Center for Learning and Professional Education
The University-chartered Center for Learning and Professional Education focuses on scholarly activities that inform best practices and contribute to professional discourse around teaching and lifelong learning. It supports scholarly exchange and collaboration among University faculty and students and institutional partners in the Greater Hartford community.
As one of the only private universities in the country with two magnet schools on campus – the University of Hartford Magnet School and the University High School for Science and Engineering – the Center for Learning and Professional Education partners with local education and health care institutions to help answer important questions on teaching and learning and jointly develop strategies that lead to translational outcomes. Initiatives include:
- College Access: Assistant Professor H. Kenny Nienhusser is leading several research projects examining various aspects of the high school to college transition of youth. One project is exploring the college-going culture of high schools and college choice process of high school students in Hartford. Nienhusser is also using National Center for Education Statistics (NCES) data to examine factors that shape students’ college choice process.
- Farmington Valley Transition Academy - Agreement benefitting ENHP Special Education Majors, FVTA Students, and Promoting Faculty Collaboration
- Hartford Public School System – System-wide Affiliation Agreement Signed with Hartford Public Schools in June 2011.
- Magnet Schools on Campus – University of Hartford Magnet School (Pre K-5) and the University High School of Science and Engineering (9-12).
- Montessori Studies – in partnership with the Association Montessori Internationale, Montessori Training Center Northeast, and Montessori Magnet School at Annie Fisher.

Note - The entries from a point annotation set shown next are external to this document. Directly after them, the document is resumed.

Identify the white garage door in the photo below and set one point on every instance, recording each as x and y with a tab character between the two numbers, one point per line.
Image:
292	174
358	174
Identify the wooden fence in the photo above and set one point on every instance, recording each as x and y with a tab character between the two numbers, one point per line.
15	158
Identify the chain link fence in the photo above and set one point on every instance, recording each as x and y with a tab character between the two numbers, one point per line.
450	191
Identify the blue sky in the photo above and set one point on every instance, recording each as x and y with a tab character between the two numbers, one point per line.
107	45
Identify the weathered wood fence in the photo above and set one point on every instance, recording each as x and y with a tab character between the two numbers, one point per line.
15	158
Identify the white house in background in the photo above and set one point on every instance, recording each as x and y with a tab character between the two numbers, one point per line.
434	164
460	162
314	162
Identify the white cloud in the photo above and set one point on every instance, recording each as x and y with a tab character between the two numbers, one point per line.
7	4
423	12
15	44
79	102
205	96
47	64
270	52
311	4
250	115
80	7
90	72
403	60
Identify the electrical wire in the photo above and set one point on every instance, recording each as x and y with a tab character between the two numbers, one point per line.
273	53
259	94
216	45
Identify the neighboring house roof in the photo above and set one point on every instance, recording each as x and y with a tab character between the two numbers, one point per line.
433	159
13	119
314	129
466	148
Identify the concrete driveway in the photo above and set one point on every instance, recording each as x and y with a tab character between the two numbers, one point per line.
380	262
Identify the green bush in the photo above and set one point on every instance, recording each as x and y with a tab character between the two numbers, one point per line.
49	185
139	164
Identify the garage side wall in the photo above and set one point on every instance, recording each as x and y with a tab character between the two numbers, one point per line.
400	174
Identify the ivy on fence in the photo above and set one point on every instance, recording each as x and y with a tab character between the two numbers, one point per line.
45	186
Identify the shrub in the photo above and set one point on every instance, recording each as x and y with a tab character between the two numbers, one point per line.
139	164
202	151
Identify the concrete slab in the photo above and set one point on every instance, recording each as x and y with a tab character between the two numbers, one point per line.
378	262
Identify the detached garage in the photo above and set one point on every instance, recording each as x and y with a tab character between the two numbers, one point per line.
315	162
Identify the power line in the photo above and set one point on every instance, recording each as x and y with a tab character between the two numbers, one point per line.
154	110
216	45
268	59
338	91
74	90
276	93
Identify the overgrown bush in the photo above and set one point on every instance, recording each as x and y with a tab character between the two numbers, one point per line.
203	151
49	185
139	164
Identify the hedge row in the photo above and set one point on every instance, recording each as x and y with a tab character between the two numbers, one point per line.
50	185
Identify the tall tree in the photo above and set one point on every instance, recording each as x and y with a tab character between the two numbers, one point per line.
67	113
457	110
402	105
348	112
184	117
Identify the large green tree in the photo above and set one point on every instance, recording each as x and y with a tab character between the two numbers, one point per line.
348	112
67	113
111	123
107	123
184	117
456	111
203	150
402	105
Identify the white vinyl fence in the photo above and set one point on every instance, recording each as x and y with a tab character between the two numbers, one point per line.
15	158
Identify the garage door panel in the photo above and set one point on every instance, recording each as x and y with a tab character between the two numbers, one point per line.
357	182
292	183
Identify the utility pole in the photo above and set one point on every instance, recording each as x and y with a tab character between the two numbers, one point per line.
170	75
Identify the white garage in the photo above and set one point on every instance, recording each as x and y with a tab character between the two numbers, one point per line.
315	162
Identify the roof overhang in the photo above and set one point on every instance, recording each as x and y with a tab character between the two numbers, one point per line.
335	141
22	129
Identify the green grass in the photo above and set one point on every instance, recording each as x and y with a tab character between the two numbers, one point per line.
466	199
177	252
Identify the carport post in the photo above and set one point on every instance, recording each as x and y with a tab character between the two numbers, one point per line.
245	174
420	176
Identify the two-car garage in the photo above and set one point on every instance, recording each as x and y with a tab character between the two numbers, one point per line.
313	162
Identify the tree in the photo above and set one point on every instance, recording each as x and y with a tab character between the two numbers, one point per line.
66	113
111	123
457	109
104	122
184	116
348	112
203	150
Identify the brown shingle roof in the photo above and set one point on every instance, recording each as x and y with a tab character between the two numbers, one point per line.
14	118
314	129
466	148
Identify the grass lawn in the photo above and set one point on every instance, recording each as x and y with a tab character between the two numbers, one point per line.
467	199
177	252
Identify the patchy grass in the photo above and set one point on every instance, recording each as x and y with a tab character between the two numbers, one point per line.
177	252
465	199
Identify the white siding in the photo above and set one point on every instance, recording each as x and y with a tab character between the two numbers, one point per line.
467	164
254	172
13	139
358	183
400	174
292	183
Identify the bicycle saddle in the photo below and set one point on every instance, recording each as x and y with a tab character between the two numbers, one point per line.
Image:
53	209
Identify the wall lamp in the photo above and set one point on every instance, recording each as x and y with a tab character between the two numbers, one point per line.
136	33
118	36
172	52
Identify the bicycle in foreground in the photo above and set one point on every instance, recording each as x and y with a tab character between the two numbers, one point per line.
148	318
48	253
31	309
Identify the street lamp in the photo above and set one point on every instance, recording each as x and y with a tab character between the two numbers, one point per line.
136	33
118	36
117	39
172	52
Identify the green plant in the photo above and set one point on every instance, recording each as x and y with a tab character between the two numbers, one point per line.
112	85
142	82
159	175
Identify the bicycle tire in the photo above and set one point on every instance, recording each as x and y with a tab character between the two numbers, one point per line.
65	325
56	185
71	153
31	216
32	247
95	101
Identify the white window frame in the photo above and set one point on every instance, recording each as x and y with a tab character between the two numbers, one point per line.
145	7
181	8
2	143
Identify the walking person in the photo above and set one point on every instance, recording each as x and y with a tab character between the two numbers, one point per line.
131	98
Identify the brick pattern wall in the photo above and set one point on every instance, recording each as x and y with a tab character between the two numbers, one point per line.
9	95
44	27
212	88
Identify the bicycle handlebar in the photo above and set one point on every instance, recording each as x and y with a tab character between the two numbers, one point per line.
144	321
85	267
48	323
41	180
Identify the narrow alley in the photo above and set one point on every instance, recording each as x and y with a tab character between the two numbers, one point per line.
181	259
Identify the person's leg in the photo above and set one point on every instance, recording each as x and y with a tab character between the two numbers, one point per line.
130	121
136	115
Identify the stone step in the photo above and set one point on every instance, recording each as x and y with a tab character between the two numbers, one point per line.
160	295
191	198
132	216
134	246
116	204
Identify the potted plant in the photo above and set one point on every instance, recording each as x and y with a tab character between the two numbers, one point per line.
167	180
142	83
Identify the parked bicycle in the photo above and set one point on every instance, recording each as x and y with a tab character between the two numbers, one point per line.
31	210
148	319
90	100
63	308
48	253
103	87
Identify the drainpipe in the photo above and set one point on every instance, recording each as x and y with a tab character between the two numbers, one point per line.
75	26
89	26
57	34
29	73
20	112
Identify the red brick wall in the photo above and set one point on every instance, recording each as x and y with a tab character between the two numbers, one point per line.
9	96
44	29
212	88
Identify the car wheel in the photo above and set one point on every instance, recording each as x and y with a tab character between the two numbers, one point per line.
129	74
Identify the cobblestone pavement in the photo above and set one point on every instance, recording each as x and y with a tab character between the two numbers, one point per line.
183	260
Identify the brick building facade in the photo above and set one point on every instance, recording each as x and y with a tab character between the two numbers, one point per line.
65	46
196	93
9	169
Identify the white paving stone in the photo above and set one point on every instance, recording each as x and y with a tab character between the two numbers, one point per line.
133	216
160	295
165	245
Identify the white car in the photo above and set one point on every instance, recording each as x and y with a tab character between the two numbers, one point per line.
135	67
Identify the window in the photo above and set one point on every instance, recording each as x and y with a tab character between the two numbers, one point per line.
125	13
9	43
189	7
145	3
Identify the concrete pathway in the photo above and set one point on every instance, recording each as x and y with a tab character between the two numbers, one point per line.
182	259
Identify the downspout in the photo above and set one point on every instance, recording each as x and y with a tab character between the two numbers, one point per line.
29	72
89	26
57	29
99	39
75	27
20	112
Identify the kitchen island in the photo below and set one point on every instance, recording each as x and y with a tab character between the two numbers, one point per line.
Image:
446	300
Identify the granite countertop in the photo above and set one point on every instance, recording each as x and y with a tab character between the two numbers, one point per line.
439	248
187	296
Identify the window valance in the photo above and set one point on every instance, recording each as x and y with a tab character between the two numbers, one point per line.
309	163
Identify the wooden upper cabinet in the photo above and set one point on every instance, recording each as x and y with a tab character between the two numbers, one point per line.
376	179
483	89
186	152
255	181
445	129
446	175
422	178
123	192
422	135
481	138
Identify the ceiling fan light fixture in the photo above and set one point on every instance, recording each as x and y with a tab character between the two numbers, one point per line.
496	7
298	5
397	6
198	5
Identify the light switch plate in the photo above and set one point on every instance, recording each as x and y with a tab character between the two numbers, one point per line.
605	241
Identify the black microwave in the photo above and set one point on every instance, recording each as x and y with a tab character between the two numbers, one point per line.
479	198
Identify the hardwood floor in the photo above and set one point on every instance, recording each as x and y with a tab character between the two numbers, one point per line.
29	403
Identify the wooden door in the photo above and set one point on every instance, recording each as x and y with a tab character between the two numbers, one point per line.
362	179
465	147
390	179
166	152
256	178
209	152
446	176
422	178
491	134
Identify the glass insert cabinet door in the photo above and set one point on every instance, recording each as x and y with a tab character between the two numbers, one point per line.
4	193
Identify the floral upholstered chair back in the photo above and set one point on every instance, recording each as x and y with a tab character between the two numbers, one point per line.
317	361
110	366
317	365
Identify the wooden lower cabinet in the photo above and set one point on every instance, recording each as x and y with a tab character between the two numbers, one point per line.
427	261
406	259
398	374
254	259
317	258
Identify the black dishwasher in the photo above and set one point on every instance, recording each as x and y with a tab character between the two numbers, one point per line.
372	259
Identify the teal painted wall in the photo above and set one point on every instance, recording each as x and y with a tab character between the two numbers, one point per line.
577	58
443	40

- Teacher Quality Partnership Grant: This project is providing secondary social studies teachers with a yearlong professional learning opportunity that targets content areas in history and civics and government, aligned with the new Connecticut Social Studies Frameworks. It also affords participants with opportunities to learn about and apply Universal Design for Learning (UDL), a scientifically valid framework for proactively designing curricula, implementing instruction, and assessing learning so all students have equal access to learning. UDL complements and promotes an inquiry-based instructional focus, grounded in the idea that students learn best when provided with multiple opportunities and varied, flexible means to access content and apply knowledge. Read about the 2015 summer institute made possible through this initiative.
This project is funded by a federal grant under Title II of the No Child Left Behind Act (P.L. 107-110) administered by the State of Connecticut Office of Higher Education. Opinions and findings expressed herein do not necessarily reflect the position or policy of the U.S. Department of Education or the State of Connecticut Office of Higher Education, and no official endorsement by either of these agencies should be inferred.
- Rwandan Teacher Education Program- Led by Joe Olzacki, director of the Rwandan teacher education program, ENHP faculty and area educators have engaged Rwandan teachers in a strong program of training courses and events designed to broaden their knowledge and skills. They, in turn, share their learning with their colleagues as leaders within the Rwandan schools. The University team is conducting month-long trainings bi-annually in Rwanda with the goal of educating a large percentage of Rwandan teachers over the next 10 years.
- Wintonbury – a collaborative agreement benefitting both University and Wintonbury students while informing the practice of professionals and leaders at both sites.